Con questo non si intende sminuire un lavoro che invece si rivela di grande interesse, ricco di documentazione, che certamente ha bisogno ancora di approfondimenti e di verifiche mirate ma che può stimolare ulteriori riflessioni e aprire nuove prospettive di ricerca anche in settori scientifici non prettamente archeologici. E per tutto questo non possiamo che salutare con favore il volume di Nichole Sheldrick. Ad maiora!

 

Notes

[1] https://books.openedition.org/efr/7797# .

[2] Una sintetica storia degli studi nel Capitolo 2 del volume, pp. 11-16.

[3] Le aree indagate: 1) la costa occidentale intorno alla colonia di Tacape; 2) il contiguo Gebel occidentale intorno al municipio adrianeo di Turris Tamalleni; 3) l’area del Sud-Ovest dominata dall’accampamento di Tillibari; 4) la costa centrale intorno alla colonia traianea di Lepcis Magna; 5) il Gebel centrale dipendente dalla stessa città; 6) il predeserto settentrionale; 7) il predeserto meridionale, chiuso a Sud dal forte di Gheriat el Garbia; 8) la Syrte occidentale; 9) la Syrte orientale.

[4] Si veda p.e. l’accenno sommario alla recente interpretazione dei centenaria di M. Munzi, G. Schirru, I. Tantillo, Centenarium, LibStud 45, 2014, 49–64, sulla quale forse valeva la pena soffermarsi più a lungo per le conseguenze economico-sociali che ne derivano e che sono al centro delle attenzioni di Sheldrick.

[5] P.e. già É. Deniaux, Recherches sur les propriétés foncières des amis de Cicéron en Afrique, in L’Africa Romana, 12, Sassari 1998, pp. 143-153; A. Wilson, A. (2012a).

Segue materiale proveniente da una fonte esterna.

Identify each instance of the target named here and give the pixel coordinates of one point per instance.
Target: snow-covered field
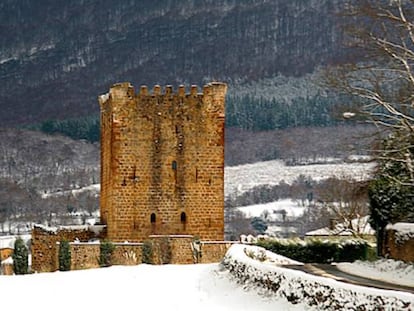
(292, 208)
(167, 287)
(387, 270)
(238, 179)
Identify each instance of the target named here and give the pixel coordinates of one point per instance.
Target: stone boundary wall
(317, 292)
(166, 249)
(85, 255)
(399, 245)
(45, 240)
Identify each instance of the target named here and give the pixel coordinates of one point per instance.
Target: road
(331, 271)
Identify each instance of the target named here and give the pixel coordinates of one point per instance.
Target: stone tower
(162, 162)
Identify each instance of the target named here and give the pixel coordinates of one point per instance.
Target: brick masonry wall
(396, 249)
(45, 244)
(127, 254)
(162, 162)
(83, 256)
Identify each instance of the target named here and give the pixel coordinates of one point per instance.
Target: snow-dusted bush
(317, 251)
(20, 257)
(299, 287)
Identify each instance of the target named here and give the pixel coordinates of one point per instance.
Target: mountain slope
(57, 56)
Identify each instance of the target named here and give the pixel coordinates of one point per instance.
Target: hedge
(318, 251)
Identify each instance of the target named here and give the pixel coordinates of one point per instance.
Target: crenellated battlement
(126, 90)
(162, 161)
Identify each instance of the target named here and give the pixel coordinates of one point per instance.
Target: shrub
(105, 256)
(20, 257)
(318, 251)
(64, 256)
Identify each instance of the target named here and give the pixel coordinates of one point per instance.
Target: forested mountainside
(57, 56)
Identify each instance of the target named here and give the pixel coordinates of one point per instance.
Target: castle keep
(162, 181)
(162, 162)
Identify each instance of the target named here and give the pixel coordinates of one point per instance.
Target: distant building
(162, 181)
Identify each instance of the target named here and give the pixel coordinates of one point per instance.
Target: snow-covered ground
(171, 287)
(238, 179)
(291, 208)
(167, 287)
(387, 270)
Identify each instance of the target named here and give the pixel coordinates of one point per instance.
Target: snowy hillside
(184, 287)
(239, 179)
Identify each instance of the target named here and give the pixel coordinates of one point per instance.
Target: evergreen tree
(20, 257)
(64, 256)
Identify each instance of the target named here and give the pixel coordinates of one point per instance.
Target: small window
(183, 217)
(153, 218)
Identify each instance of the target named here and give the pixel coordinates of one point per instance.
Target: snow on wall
(403, 231)
(300, 288)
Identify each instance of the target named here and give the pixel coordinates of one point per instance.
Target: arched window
(153, 218)
(183, 218)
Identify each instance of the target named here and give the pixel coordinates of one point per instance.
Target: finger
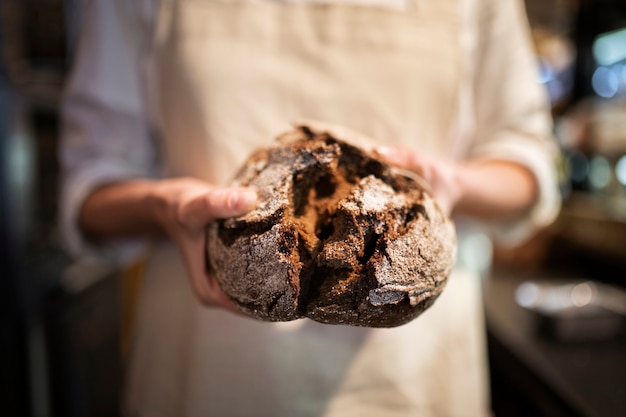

Neo-Punic and Latin inscriptions in Roman North Africa: function and display, in A. Mullen, P. James (eds), Multilingualism in the Greco-Roman Worlds. Cambridge 2012, pp. 265–316.

[6] Sul ruolo dei domini e sull’ideologia che anima questi testi, cfr. A. Ibba, Ex oppidis et mapalibus. Studi sulle città e le campagne dell’Africa romana, Ortacesus 2012, pp. 42-43; Id., Roma e le tribù nell’Africa tardo-antica in Studia et Documenta Historiæ et Iuris, LXXX, 2014, pp. 717-718, con ampia rassegna bibliografica. Utile in questo senso il parallelo con il mosaico del dominus Iulius a Cartagine e il confronto con alcuni passi di Agostino dedicati proprio a questi notabili.